Asked by Fernanda on August 22, 2015
Answered by Peggy, Hiring Expert at Emerson, on August 25, 2015
Prior to extending an offer, companies most likely will perform a background check and this info will become known, unless your record has been expunged. So it is better to be upfront with this info than for the company to find out this info on their own. Also, be aware of how you complete your application, as some states still include a question or two about prior convictions. You do not want to get caught in falsifying your application or lying by ommission to the company rep(s) about your record.
Answered by Stephanie, Hiring Expert at AT&T Inc., on August 25, 2015
If you were a minor when the incident occurred, there is a chance your record is sealed but that is up to the judge. When companies run background checks typically, the standard is to go back 7 years to see if you have any criminal records in all the counties you’ve lived, worked and went to school. Even if your incident was over 7 years ago but you were on probation within the past 7 years, it will show up on the background. Just because you have a record doesn’t mean you will be disqualified. Companies look at such things as the severity, job relatedness, how much time has passed since the conviction, and what have you done since then. Read the details of the question carefully. They may ask you, “Have you EVER been convicted?” Best policy is to be honest and explain how you’ve grown from the situation. Best of luck!

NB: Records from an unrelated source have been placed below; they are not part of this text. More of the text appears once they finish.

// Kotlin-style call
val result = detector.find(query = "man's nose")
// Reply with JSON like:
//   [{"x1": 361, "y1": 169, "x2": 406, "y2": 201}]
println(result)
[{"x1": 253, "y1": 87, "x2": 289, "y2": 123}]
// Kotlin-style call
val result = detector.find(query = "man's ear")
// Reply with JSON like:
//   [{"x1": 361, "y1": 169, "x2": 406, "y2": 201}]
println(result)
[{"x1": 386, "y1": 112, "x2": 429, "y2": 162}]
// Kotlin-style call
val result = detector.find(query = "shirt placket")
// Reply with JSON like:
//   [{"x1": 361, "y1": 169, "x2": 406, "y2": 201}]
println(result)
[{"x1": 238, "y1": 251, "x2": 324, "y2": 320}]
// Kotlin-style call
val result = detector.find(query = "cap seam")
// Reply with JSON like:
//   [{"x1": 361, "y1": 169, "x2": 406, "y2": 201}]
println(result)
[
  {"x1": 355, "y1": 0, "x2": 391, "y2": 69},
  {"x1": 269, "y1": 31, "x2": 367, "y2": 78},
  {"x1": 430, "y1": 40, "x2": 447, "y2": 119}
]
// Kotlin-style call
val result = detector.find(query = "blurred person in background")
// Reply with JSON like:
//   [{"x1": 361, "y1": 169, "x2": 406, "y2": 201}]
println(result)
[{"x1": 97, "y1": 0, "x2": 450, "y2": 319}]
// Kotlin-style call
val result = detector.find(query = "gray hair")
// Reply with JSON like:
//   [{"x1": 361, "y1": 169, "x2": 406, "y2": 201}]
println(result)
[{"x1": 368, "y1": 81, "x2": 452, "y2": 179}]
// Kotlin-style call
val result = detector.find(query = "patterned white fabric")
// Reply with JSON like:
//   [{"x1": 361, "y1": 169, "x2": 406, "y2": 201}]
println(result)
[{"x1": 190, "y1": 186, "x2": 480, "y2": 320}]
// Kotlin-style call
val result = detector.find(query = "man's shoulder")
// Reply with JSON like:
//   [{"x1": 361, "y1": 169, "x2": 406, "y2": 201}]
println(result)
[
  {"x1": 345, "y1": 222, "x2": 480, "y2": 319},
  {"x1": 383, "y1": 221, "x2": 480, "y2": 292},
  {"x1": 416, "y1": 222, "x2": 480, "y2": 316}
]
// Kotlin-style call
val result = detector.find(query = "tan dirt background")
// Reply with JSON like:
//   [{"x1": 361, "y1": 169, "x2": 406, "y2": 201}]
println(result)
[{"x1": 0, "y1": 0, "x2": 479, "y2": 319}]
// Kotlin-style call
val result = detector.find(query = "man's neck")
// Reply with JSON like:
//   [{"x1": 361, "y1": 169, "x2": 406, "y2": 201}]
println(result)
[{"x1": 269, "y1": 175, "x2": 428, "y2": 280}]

Answered by Steve, Hiring Expert at Caterpillar Inc., on September 18, 2015
I understand your desire to put this behind you. Keep in mind, however, that when you are hired for a position, companies will then typically conduct a background check on you. In this check, they will typically verify your identity, verity your education and work history, and run a criminal background check. While it is understandable that the tendency is to not disclose it, this could come back to harm you. Most job offers get rescinded not because of what is discovered in the background check, but because of the applicant's failure to disclose it. I would recommend that you be up front and honest about the incident, disclose it to your potential employer, and emphasize that you have learned from it. This is much safer way to approach it than not disclosing it and hoping nobody finds out about it.